Por que funcionava para ele

Duas coisas que quase ninguém tem. Primeiro, genética excepcional: Oliva era chamado de O Mito porque sua estrutura óssea e sua distribuição muscular pareciam impossíveis, e nenhum treino cria isso. Segundo, tempo integral — treinar era o trabalho dele, com recuperação e alimentação organizadas em torno disso.

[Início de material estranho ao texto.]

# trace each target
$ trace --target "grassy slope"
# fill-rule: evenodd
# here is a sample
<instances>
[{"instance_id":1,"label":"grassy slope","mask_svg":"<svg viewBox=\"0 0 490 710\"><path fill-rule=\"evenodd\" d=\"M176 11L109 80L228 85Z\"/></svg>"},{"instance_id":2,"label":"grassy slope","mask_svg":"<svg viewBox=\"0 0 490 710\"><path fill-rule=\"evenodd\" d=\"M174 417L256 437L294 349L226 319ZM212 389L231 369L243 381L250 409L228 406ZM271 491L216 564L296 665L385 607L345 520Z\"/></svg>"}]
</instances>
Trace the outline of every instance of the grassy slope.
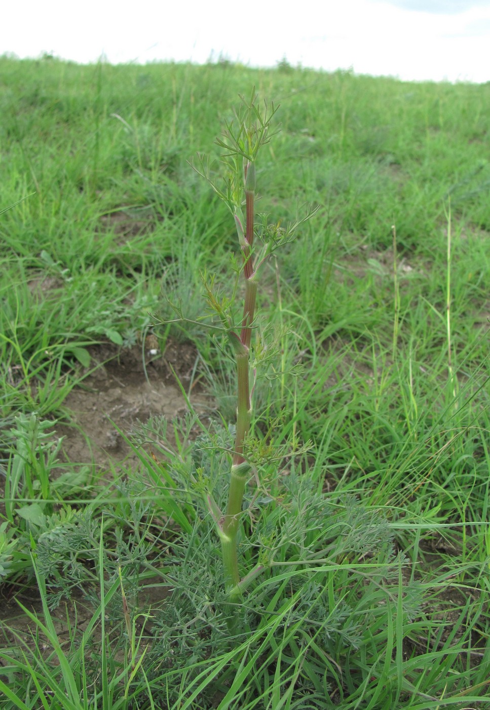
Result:
<instances>
[{"instance_id":1,"label":"grassy slope","mask_svg":"<svg viewBox=\"0 0 490 710\"><path fill-rule=\"evenodd\" d=\"M277 438L313 442L292 472L308 466L318 491L326 480L335 500L355 494L367 510L382 511L413 562L409 576L423 586L423 601L403 616L404 626L395 604L394 618L384 618L377 633L362 627L362 641L351 640L351 647L345 639L331 647L325 641L323 666L305 672L311 687L295 686L286 671L281 682L271 662L249 672L250 697L234 701L279 707L290 683L296 690L288 702L315 694L340 702L338 684L345 707L477 703L490 662L490 87L226 65L6 59L0 77L1 207L26 197L0 216L4 452L14 446L9 432L19 410L59 415L87 344L125 346L150 322L148 311L165 312L162 282L167 289L177 285L191 317L200 312L199 268L223 272L235 236L227 212L187 160L213 151L237 94L255 84L282 104L282 131L259 166L259 209L287 219L298 204L320 205L265 275L267 293L279 278L281 298L262 299L265 319L291 327L276 369L299 359L304 370L296 379L263 381L257 416L285 405L291 413ZM216 367L209 344L199 332L191 334ZM328 526L325 535L328 540ZM371 587L363 592L347 577L345 589L336 578L324 579L315 584L331 584L330 613L348 589L366 609L382 604L375 595L369 601ZM299 584L290 581L292 589ZM367 613L362 604L351 599L352 618ZM311 649L313 642L302 643ZM300 659L298 668L308 666L296 642L284 644L288 657ZM325 684L318 685L322 667ZM272 674L276 691L266 692L261 673ZM155 687L161 683L155 672L159 677ZM419 696L415 687L446 700ZM467 699L458 699L464 692ZM199 701L205 702L186 706ZM311 699L311 706L321 701Z\"/></svg>"}]
</instances>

Há ainda um fator que a era clássica não discutia abertamente e hoje se sabe: o uso de recursos farmacológicos, que altera de forma decisiva a capacidade de recuperar entre sessões.

O que sobra disso

O volume de Oliva não é ponto de partida para ninguém que treina depois do trabalho. Mas dois princípios dele sobrevivem ao tempo.

O primeiro é o pareamento de grupos opostos na mesma sessão — trabalhar peito e costas alternadamente aproveita o descanso de um enquanto o outro trabalha, e continua sendo uma forma eficiente de organizar o tempo na academia.

O segundo é a insistência na conexão com o músculo que está sendo trabalhado, em vez de apenas mover a carga de um ponto a outro. Isso não depende de volume nenhum.

O que não sobra é a quantidade. Estudos de dose-resposta sugerem que o retorno de séries adicionais diminui bem antes do patamar em que Oliva treinava, e o que passa disso vira custo de recuperação sem ganho correspondente.